Pellegrino – Dopo la fine dell'era carbaryl, i nuovi fitoregolatori si sono rivelati sicuramente più ecocompatibili, ma meno efficaci in quanto non garantiscono un risultato costante nel tempo. Inoltre, il diradamento chimico è un trattamento condizionato dall'altitudine, il che ci vede in una posizione più svantaggiata poiché i nostri meleti si estendono su un altopiano fra i 400 e i 600 metri sul livello del mare, perciò alcuni prodotti non garantiscono i risultati come lo farebbero in altre zone. I nostri ricercatori hanno approfondito i vantaggi derivanti dall'utilizzo del diradamento meccanico dei fiori, che fra l'altro può essere adottato anche sul pesco. Lo consigliamo innanzitutto perché garantisce un risultato indipendentemente dalle condizioni meteo. Inoltre, permette di capire subito l'effetto ottenuto e può essere integrato con una rifinitura manuale, o con un fitoregolatore per cogliere esattamente il risultato voluto (n. frutti/albero). Infine è una tecnica applicabile anche nell'agricoltura biologica. Per ottenere il massimo risultato con il diradamento meccanico, tuttavia, è necessario progettare fin da subito una struttura architettonica del frutteto adatta a garantire il massimo risultato. La nuova modellistica dell'impianto per il meleto deve avere una forma di allevamento a pareti strette e branchette fruttifere non intralcianti.


Nella foto: Diradamento meccanico - CReSO

Marzocchi - Qual è la situazione della diffusione in regione delle patologie del melo fra cui il colpo di fuoco e il deperimento del melo?

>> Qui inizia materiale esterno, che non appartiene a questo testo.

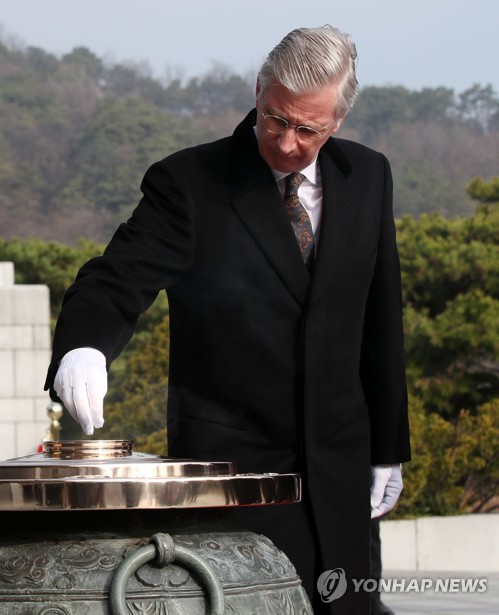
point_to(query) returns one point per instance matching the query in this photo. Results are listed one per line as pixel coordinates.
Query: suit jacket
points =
(270, 367)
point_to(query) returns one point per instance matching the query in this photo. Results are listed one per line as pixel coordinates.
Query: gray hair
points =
(309, 59)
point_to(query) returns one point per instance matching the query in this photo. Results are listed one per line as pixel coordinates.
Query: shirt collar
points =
(309, 172)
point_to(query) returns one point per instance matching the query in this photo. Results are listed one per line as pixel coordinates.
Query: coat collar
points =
(256, 199)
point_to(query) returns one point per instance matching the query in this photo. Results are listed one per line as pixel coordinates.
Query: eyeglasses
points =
(277, 125)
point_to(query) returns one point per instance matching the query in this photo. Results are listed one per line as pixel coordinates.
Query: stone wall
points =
(461, 543)
(24, 357)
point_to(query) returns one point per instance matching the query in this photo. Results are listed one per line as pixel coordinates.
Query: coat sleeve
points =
(148, 253)
(382, 362)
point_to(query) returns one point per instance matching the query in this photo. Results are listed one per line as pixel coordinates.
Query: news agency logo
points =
(332, 584)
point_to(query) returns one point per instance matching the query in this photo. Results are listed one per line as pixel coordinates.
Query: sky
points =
(413, 43)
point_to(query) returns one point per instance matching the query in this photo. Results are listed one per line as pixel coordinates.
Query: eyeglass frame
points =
(306, 130)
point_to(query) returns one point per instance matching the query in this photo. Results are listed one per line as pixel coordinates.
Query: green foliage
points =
(136, 403)
(451, 314)
(485, 192)
(51, 263)
(76, 136)
(455, 465)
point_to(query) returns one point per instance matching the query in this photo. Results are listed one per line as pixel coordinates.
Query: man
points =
(286, 338)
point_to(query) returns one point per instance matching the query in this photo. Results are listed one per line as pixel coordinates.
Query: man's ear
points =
(258, 89)
(336, 126)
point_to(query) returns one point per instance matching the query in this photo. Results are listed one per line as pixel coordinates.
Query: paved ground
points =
(431, 602)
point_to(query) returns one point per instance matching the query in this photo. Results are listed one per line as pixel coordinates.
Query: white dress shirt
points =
(309, 193)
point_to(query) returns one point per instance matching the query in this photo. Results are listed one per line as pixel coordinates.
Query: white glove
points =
(81, 384)
(385, 489)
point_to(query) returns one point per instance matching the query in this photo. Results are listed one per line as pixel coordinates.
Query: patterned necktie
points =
(300, 221)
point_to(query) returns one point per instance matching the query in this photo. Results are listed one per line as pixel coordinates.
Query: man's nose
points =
(288, 140)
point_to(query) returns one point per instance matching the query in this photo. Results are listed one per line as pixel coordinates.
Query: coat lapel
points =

Pellegrino – Negli ultimi anni si sono verificati alcuni casi isolati di colpo di fuoco batterico, una patologia davvero pericolosa. Il Piemonte tuttavia resta "area protetta" ai fini vivaistici, proprio per evitare di importare materiale infetto da altre regioni. Avendo rilevato qualche caso isolato, abbiamo voluto allertare al massimo i frutticoltori della regione in occasione del convegno "Il melo in Piemonte, competitività e opportunità" svoltosi a Manta lo scorso 29 novembre, poiché riteniamo di enorme importanza che siano loro i primi a tenere monitorata la situazione. In occasione dell'incontro abbiamo anche distribuito una scheda tecnica (clicca qui per scaricarla) con le indicazioni utili a riconoscere la malattia e intervenire. Sul fronte del deperimento del melo, altra patologia che crea non pochi problemi (si presenta al terzo o quarto anno dopo il reimpianto), siamo fiduciosi: come detto prima, l'actinidia lascia un terreno in condizioni di fertilità agronomica ottimali per il melo, molto più che nel caso di impianto di melo su melo.